Catherine’s advice on how to run face-first into a wall is pretty good. You pretend to walk through a wall, bow, run into it twice, and TA DAH!

There are little touches in the book that sort of spell out, “You were right the whole time– we are criminally insane.” Like in “A Clown’s BEST FRIEND,” where it shows you how to pretend a stiff dog leash is attached to an invisible pet, someone took the time to add a little phantom dog to the photo. What could this be other than a nod to other maniacs? This ghost dog is either the child clown book equivalent of a murder club secret handshake or nothing makes sense. It’s like when a conservative convention stage is shaped like a nazi symbol. They’re not Nazi nazis, but, you know, wink! You don’t need this explained; at this point it’s been said again and again how right wing politics are exactly like dead dogs haunting child clowns.

There are a lot of uniquely deranged elements in The most excellent book of how to be a clown with easy step-by-step instructions for a brilliant performance, but look at this index.

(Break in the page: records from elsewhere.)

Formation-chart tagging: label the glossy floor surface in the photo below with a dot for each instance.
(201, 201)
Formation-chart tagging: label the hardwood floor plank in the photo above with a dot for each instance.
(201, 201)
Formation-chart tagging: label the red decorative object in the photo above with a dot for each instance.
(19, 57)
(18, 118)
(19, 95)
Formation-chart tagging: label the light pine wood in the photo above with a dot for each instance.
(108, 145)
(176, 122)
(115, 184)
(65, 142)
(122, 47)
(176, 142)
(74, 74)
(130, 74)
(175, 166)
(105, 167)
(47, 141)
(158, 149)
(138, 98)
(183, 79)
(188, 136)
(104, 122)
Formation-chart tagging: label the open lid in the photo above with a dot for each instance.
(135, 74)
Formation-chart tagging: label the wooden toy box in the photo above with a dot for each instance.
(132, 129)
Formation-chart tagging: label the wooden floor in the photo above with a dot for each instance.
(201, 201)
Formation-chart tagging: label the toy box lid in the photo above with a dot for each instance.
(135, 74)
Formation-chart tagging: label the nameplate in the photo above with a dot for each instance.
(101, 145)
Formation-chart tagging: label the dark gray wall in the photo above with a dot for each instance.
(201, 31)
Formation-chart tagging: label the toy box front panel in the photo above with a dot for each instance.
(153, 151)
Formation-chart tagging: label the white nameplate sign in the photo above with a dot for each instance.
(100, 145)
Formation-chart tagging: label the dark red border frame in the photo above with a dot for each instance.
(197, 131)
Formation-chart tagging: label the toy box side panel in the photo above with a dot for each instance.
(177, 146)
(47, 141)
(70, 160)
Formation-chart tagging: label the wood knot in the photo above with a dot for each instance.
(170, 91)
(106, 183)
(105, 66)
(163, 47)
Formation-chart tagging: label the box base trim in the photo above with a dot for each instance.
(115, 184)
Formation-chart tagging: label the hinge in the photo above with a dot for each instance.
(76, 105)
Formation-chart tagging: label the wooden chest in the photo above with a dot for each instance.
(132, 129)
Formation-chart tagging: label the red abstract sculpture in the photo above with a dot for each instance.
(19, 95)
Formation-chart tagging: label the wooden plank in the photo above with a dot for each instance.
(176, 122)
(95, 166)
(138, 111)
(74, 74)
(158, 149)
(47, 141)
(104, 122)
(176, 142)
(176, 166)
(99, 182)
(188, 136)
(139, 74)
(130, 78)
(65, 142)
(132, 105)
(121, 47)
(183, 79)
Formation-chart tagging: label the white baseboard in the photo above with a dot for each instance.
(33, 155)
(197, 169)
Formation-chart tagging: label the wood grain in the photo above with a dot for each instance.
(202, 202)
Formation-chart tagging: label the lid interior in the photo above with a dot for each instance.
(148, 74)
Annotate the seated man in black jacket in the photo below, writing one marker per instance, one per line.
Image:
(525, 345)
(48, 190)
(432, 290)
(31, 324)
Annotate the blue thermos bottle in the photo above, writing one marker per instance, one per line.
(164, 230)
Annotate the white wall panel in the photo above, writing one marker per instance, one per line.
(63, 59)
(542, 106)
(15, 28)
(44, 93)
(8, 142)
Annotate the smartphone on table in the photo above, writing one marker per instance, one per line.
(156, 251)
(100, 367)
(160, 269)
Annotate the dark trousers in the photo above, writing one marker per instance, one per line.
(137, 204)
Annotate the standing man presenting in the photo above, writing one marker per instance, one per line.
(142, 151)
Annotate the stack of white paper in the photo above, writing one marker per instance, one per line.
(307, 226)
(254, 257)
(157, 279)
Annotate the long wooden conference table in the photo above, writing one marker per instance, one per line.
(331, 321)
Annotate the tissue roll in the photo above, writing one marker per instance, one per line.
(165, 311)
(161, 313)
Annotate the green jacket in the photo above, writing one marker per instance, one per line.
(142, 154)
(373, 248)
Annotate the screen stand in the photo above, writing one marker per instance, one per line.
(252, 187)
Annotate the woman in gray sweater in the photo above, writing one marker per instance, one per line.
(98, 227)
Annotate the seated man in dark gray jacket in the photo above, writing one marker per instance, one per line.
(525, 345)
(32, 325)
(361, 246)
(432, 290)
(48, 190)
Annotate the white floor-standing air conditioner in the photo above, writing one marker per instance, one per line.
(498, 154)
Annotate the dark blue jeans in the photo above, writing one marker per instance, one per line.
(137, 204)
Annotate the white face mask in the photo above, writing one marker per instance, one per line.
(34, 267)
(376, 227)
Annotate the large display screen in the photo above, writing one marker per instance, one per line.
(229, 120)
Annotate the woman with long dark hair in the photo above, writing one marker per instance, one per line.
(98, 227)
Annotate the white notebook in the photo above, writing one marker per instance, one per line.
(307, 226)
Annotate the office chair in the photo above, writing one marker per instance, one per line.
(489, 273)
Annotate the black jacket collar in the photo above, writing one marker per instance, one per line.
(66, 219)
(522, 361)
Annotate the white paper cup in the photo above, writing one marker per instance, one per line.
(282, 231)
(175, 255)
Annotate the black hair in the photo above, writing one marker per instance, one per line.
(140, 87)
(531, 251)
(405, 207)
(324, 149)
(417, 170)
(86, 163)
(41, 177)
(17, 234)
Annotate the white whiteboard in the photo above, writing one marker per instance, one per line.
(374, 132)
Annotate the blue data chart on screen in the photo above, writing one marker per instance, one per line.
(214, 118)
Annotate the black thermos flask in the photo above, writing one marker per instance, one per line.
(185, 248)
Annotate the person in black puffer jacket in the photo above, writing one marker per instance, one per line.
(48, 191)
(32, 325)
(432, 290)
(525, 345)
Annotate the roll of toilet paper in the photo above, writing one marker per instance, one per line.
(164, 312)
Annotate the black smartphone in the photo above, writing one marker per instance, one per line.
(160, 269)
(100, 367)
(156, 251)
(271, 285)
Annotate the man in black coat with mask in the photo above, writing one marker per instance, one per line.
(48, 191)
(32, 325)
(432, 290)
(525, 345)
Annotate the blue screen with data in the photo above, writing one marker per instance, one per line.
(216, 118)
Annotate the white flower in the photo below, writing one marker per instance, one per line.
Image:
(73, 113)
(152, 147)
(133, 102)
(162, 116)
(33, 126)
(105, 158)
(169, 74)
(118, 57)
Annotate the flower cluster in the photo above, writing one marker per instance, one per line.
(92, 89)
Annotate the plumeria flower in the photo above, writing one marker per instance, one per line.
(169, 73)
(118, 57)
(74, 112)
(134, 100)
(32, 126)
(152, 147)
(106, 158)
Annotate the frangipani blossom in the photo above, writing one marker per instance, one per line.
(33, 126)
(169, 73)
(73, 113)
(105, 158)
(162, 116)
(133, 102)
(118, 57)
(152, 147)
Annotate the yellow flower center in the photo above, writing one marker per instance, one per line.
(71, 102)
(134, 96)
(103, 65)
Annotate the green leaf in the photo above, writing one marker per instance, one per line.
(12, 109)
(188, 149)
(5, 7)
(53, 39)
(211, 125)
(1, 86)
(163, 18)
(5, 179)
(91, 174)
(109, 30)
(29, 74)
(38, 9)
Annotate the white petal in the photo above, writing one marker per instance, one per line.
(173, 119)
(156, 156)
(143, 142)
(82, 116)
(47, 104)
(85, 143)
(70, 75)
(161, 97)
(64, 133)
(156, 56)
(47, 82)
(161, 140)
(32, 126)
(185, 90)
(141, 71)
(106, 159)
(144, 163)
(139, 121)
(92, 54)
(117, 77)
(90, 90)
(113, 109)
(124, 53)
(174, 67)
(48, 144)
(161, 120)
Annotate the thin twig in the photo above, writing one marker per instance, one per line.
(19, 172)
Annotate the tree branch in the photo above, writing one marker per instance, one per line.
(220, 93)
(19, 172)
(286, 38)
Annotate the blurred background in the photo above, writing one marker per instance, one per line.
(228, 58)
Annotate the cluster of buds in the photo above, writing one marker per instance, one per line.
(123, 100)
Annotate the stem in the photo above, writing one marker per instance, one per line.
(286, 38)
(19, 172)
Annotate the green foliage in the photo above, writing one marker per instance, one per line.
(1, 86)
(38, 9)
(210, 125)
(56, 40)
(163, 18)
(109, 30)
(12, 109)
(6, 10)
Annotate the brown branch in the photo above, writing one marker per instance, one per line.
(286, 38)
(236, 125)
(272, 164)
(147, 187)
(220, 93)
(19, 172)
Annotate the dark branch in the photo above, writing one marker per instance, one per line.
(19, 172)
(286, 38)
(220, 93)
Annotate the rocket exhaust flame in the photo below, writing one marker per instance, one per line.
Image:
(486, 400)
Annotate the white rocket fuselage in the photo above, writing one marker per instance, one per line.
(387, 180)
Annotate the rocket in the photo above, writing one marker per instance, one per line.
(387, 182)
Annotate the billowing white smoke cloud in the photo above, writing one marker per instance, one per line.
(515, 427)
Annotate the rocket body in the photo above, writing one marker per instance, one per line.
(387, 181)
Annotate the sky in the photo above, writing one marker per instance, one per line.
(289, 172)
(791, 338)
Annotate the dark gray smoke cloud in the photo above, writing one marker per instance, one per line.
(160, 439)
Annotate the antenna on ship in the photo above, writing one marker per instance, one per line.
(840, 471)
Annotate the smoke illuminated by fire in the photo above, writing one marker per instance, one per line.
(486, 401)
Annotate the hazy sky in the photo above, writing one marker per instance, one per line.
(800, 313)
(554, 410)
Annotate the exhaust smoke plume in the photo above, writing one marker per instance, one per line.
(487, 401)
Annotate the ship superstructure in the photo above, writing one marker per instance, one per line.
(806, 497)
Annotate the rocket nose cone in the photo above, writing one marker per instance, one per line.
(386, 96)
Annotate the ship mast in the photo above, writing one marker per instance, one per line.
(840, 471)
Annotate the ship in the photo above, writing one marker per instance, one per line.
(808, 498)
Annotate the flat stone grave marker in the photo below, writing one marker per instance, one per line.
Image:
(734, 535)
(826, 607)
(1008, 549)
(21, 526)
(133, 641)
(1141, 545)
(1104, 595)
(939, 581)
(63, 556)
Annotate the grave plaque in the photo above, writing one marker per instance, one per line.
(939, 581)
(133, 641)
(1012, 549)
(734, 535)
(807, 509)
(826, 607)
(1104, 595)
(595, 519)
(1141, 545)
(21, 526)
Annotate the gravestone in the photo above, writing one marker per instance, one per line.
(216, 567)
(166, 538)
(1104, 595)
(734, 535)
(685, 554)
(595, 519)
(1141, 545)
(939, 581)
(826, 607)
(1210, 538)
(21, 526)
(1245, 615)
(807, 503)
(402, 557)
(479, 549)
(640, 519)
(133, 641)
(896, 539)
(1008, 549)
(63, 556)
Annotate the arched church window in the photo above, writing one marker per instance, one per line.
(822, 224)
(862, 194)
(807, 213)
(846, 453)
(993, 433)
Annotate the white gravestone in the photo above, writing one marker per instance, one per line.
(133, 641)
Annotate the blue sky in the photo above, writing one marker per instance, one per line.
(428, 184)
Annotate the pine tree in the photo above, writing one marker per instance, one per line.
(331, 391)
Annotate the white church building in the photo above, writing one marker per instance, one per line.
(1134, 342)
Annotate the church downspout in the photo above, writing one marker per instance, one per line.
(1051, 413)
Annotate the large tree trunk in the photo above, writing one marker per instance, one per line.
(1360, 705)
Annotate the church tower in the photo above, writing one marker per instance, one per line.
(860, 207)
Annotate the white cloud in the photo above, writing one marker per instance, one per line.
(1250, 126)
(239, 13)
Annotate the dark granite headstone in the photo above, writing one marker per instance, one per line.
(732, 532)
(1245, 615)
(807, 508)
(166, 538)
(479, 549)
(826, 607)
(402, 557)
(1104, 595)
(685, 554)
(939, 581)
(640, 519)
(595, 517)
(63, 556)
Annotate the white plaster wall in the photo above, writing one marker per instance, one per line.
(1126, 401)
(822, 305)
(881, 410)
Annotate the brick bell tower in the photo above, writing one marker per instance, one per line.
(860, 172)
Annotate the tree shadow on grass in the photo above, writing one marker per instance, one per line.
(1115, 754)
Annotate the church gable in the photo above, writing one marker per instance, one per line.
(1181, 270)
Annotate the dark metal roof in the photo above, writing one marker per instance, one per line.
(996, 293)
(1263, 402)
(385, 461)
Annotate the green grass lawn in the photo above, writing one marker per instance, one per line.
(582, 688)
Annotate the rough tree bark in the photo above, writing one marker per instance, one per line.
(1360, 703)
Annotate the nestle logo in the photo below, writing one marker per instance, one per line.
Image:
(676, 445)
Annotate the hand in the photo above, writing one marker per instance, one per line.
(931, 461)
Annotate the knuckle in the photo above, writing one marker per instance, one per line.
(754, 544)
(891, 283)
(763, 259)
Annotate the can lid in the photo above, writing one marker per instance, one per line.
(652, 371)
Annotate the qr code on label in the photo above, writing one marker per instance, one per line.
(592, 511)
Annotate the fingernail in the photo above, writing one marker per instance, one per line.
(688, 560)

The term “mime” appears on 12 of the book’s 30 indexable pages, and Catherine decided to list eight of them as “14, 15, 16-17, 18-19, 20, 21.” Hey, Catherine, in the non clown community we pronounce that “14-21,” you miming lunatic. This is how a child clown holds your mouth open and counts your teeth. You could have just put “mime: most pages.” Catherine, if this isn’t some kind of activation code for tiny clown operatives, fuck you. And fuck you if it isn’t, Catherine. Look at what you’ve done. Look at this goddamn abomination you’ve created. This book has been leering at me from my desk since March 8th-11th, 12th, 13, 14th-15th, the 16th, and 17th through the 18th. Also the 19th, and 20th. 21, 22, I’m the one who has your boy clown faces, Catherine. Come and get them. I’m ready for you on the 23rd. The 24th-26th. 27. The 28th through the 30th, 31st.


This article was brought to you by our fine sponsor and Hot Dog Supreme, Children Love the Meat Milly, and you knew it had to be this one, Milly. You knew this was your article.